Cell proliferation was assessed in the three genotypes by immunostaining with the anti-phospho-histone H3 antibody at 9.0 d.p.c. From this analysis it appears that total number of mitotic cells was not changed in the Cited2 null mutants when compared with heterozygotes or wild-type littermates (n = 5; Fig. 6I and J). Altogether, this suggests firstly, that Cited2 is required for the survival of neuroectodermal cells in specific regions of the neural tube. Secondly, elevated apoptosis in the FB–MB region and hindbrain is compatible with normal neural tube closure in 20% of Cited2–/– embryos.

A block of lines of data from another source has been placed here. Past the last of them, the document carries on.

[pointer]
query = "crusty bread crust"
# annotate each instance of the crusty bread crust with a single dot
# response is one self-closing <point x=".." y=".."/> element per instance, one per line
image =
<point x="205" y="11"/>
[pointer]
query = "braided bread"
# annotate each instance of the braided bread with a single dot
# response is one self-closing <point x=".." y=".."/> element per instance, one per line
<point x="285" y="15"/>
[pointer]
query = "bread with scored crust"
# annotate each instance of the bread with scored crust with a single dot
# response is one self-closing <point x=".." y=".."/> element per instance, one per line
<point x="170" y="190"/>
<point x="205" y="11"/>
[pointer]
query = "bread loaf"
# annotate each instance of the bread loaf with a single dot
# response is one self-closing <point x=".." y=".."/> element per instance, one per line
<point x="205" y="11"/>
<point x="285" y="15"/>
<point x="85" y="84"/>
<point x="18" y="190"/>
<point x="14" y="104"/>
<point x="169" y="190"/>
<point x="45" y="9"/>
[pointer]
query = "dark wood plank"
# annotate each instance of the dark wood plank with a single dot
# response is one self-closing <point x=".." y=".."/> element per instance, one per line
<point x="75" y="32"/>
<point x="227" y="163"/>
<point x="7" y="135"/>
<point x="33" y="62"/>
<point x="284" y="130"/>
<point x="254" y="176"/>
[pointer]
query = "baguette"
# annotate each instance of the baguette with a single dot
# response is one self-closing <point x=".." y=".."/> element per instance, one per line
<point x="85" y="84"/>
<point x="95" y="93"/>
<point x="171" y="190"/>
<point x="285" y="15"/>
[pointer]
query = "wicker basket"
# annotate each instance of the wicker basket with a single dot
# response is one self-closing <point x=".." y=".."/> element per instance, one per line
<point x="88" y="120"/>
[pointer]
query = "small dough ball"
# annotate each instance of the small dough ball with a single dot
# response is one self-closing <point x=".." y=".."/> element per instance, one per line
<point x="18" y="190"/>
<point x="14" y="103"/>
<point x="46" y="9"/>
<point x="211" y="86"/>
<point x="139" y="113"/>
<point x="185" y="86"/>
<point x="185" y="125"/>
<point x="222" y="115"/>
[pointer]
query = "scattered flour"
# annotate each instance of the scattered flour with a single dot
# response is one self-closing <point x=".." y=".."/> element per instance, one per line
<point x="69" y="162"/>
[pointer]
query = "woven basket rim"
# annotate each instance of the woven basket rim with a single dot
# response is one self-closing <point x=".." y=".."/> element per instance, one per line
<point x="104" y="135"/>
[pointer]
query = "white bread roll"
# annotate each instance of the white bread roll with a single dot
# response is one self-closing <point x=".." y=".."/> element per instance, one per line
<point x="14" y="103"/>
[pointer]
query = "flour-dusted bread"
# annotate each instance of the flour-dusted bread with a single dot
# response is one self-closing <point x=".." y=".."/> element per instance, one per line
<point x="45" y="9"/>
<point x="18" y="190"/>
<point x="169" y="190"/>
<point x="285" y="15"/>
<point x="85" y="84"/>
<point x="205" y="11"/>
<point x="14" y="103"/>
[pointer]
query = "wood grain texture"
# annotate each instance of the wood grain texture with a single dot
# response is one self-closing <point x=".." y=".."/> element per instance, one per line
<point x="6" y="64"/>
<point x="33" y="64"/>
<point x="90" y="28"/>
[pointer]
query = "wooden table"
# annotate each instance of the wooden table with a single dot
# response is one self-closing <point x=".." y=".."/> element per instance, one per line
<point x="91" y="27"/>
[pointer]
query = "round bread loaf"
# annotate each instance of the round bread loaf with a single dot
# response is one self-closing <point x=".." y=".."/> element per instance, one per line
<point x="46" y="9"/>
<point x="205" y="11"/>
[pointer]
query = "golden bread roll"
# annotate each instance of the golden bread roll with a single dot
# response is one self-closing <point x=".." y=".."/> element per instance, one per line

Exencephaly in Cited2–/– mutants is reduced by folic acid
Since folic acid supplementation has been shown to decrease the incidence of NTDs in human and mouse (15,24), we tested the effect of exogenous folate on Cited2–/– embryos. When Cited2+/– pregnant females were treated with folic acid daily throughout pregnancy, exencephaly was reduced from 80 to 12.5% in the Cited2–/– embryos analysed at 14.5 d.p.c. (Tables 2 and 3; Fig. 7A–C). A protective effect was also observed when embryos were cultured in the presence of folic acid for 24 h from 8.5 d.p.c., although this is not statistically significant with the sample size used (Tables 2 and 3). In the cultured embryos the apparently low incidence of exencephaly in the control group (two out of six) probably reflects our in vivo observations, in that the incidence of exencephaly is lower, 50%, at 9.5 d.p.c. compared to later stages. However, we cannot formally exclude the possibility that the in vitro conditions per se might reduce the risk of exencephaly in Cited2–/– embryos. The reduction in NTD incidence following treatment in vitro suggests that folic acid may prevent NTDs by a direct effect on the embryo rather than by correcting an adverse maternal environment (see Discussion).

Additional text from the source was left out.